# 3.1.3.1. Documenting and naming honey bee variation

To detect, document and define previously unknown variation is a rather demanding task. First, it requires measuring a broad set of characters, in order not to miss the relevant morphological differences by not measuring a particular feature. In fact, even the conventional set already constitutes a compromise between desirable accuracy and work load, and is perhaps representing a dangerous restriction, because a (hitherto unknown) variant might be crucially different in some characters not considered. Therefore, although the logical recommendation would be to measure all characters possible, we recommend to measure at least a core set of the characters presented in Table 3 (bold type), together with the 20 point coordinates of wing morphometry as shown in Fig. 2. From these measures, any indices or compound measures can be calculated. This minimum of common measurements would also ensure a sufficiently broad base for referencing the new variation against the known character distributions, and provide a sufficiently accurate account of features representing a numerical description of the morphological variation of the bees.
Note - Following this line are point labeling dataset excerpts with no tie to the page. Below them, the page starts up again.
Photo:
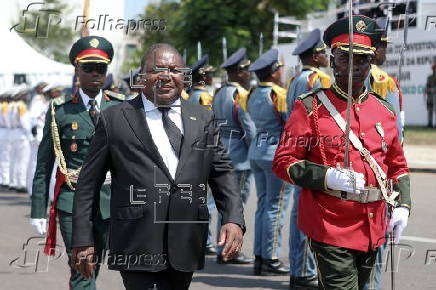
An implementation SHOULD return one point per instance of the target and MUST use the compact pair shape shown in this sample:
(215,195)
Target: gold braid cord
(62,164)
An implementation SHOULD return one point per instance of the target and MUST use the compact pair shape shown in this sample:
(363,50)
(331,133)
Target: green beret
(91,49)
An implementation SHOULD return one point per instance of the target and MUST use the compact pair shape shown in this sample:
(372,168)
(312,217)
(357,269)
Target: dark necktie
(174,134)
(93,113)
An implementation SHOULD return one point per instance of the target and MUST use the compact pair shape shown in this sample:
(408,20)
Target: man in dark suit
(161,152)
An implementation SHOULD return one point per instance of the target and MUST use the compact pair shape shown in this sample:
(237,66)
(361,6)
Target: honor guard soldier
(199,93)
(342,211)
(237,130)
(387,87)
(4,140)
(312,55)
(431,95)
(381,83)
(201,81)
(37,111)
(67,134)
(21,148)
(268,110)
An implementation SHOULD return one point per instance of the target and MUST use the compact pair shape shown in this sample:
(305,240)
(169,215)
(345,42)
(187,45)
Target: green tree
(208,21)
(44,28)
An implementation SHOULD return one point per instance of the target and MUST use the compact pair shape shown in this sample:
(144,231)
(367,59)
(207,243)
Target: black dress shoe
(257,271)
(240,259)
(274,267)
(307,283)
(210,250)
(21,190)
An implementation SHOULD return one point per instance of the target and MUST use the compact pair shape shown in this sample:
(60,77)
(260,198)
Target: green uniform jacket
(75,132)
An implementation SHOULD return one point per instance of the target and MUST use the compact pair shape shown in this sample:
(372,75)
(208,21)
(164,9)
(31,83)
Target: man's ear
(332,61)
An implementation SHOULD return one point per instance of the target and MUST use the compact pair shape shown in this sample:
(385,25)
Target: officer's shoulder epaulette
(59,101)
(384,102)
(115,96)
(307,99)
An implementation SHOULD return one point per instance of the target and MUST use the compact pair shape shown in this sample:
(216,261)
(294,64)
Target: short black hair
(152,49)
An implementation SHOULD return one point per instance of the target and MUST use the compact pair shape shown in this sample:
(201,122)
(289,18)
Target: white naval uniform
(37,111)
(21,148)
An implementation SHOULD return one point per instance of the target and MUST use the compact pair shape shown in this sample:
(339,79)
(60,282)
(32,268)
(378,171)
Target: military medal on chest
(73,146)
(381,132)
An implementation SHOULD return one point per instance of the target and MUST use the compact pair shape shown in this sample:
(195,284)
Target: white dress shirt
(160,137)
(86,98)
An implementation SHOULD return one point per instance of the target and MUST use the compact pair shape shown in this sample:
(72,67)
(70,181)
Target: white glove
(398,222)
(39,225)
(340,179)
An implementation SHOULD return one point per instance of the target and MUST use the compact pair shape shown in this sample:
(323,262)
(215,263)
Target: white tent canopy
(17,57)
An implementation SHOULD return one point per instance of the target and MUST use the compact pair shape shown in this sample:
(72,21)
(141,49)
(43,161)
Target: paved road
(413,272)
Procedures for analysis are supplied in common statistical software packages, such as SPSS, Systat, Statistica or others. Analysis should be based on the mean of 10 to 15 colony members rather than on single workers. Otherwise, because of the relatedness of workers to each other, some degree of pseudo-replication, difficult to account for, would be introduced. Only the measurements of the primary characters, not the derived compound measurements or indices are used for analysis. In the investigation of unknown variation, a first aim is to investigate the sample character sets, in reference to samples from already identified and confirmed groups.
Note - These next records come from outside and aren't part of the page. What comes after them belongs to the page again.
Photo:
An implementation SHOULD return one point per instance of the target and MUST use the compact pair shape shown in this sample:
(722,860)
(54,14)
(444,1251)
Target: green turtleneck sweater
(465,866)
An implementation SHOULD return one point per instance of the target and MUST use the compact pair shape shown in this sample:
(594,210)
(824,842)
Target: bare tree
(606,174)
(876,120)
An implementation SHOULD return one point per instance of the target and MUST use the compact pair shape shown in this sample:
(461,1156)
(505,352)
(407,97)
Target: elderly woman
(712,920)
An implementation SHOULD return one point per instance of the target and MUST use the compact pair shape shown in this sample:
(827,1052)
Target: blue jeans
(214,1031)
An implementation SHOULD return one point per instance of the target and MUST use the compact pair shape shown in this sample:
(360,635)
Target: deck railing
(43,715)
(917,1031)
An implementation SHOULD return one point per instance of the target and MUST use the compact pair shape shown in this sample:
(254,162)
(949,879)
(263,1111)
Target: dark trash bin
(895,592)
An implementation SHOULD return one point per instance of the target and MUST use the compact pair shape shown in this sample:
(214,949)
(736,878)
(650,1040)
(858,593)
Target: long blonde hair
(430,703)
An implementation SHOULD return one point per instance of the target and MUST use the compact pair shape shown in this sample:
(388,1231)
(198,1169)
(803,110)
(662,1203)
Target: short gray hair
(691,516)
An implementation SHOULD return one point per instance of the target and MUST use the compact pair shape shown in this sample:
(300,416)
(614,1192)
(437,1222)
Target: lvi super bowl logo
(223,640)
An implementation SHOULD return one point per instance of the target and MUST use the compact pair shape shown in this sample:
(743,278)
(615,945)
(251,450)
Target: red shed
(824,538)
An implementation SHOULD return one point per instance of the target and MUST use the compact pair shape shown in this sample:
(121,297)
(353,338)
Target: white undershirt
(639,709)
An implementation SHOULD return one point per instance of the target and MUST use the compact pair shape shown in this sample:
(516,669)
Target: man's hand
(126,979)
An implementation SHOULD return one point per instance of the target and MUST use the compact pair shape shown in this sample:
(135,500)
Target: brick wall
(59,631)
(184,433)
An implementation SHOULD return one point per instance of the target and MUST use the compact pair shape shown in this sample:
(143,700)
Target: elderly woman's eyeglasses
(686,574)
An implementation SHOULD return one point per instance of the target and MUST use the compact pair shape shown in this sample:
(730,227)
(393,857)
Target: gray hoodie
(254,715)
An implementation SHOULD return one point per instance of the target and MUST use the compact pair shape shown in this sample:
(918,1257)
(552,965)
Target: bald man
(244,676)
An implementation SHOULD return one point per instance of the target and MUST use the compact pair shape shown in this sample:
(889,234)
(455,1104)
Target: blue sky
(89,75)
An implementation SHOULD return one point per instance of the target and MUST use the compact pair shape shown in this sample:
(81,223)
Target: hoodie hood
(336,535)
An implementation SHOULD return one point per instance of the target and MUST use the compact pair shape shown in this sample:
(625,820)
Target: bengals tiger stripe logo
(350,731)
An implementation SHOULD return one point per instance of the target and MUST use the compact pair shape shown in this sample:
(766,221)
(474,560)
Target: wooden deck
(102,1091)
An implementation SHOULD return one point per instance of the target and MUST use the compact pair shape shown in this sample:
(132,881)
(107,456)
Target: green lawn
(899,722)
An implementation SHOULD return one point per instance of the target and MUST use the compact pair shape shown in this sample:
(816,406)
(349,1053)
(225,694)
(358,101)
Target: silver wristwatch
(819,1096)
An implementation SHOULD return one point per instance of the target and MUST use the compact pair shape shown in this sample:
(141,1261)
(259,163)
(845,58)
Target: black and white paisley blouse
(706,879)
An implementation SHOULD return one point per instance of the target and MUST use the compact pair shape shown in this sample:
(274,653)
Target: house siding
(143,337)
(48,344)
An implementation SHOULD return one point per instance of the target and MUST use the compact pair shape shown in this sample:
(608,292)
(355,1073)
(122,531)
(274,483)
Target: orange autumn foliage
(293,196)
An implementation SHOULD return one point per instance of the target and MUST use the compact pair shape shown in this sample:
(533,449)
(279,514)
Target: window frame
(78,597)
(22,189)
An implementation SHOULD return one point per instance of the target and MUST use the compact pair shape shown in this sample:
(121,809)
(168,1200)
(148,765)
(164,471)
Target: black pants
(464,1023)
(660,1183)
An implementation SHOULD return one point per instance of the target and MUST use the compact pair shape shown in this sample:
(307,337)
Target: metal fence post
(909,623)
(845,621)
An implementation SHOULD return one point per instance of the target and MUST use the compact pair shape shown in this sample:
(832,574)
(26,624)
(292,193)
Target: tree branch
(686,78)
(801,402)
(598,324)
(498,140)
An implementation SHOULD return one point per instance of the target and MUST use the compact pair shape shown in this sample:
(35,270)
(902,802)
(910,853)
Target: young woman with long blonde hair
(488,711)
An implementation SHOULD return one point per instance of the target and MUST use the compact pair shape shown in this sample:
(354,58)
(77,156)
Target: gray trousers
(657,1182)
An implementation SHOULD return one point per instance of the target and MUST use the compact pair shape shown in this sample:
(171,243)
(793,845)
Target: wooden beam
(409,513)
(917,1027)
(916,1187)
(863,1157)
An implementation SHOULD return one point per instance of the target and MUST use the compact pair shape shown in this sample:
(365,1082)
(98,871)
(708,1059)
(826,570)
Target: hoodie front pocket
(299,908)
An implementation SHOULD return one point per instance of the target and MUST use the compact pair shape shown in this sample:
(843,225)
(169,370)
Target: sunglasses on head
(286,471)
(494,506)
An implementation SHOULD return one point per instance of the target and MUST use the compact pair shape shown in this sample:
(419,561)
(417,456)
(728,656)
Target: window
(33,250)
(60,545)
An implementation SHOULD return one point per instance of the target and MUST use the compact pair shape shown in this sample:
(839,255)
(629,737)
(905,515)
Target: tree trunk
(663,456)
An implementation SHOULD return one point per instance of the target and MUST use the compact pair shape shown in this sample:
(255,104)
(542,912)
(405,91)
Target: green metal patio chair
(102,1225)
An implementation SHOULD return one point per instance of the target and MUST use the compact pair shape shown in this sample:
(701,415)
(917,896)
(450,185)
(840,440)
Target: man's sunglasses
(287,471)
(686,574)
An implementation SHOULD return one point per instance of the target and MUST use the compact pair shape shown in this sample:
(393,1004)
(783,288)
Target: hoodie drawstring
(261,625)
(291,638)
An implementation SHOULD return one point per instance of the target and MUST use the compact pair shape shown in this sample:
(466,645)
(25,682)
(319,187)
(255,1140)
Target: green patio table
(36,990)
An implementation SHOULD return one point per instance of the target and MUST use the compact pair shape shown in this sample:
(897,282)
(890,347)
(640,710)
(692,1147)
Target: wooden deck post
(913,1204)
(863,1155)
There are two main methods (detailed below) to detect whether the samples under study represent one or more groups. The most common and recommended primary method is principal component analysis (PCA), which reduces the numbers of dimensions (each character is a dimension) to two or three main factor dimensions, into which the positioning of samples can be plotted and then inspected visually. In an easy situation, the new samples separate into one or few clusters distinct from all reference clusters. However, quite frequently, they only occupy distinct areas of a point cloud and are not clearly set apart, signifying some not unusual overlap with other groups. For interpretation, plotting several dimensions against each other, combined with local labelling of the samples can be helpful to clarify the positioning.

A second useful method to identify grouping patterns is k-means clustering, a procedure separating the samples under analysis into different, predefined, numbers of groups, and indicating by an F-statistics based goodness of fit test which number of groups fits best. In addition, k-means group memberships can be matched against the geographical distribution of the samples to investigate the consistency of grouping with local coherence or ecological zones. Hierarchical clustering procedures may also be used to supplement the analysis, as long as the number of samples is not too high. Distance matrices can be very helpful for clarifying relations to other groups.

If the above methods have led to a sensible group definition, this should finally be verified by discriminant analysis which determines the significance of group differences and the accuracy with which samples are re-allocated into their correct groups.

A major difficulty in finding and verifying groups is to differentiate gradual, clinal change in character distributions from truly distinct groupings. The main caveat is that gaps in the sampling pattern can easily give the impression that two or more distinct groups exist, which may even be verified statistically, although the distinctness would disappear if the whole range had been sampled evenly (Radloff and Hepburn, 1998). In contrast, true groups are characterized by sudden morphological changes in relation to their geographic origin, which can be verified by geographic plots and relations to physiogeography. However, even in the case of clinal changes over extended regions the necessity might arise to name the different ends of the cline differently, although they only represent parts of a continuous distribution. There is no obvious general solution to this problem.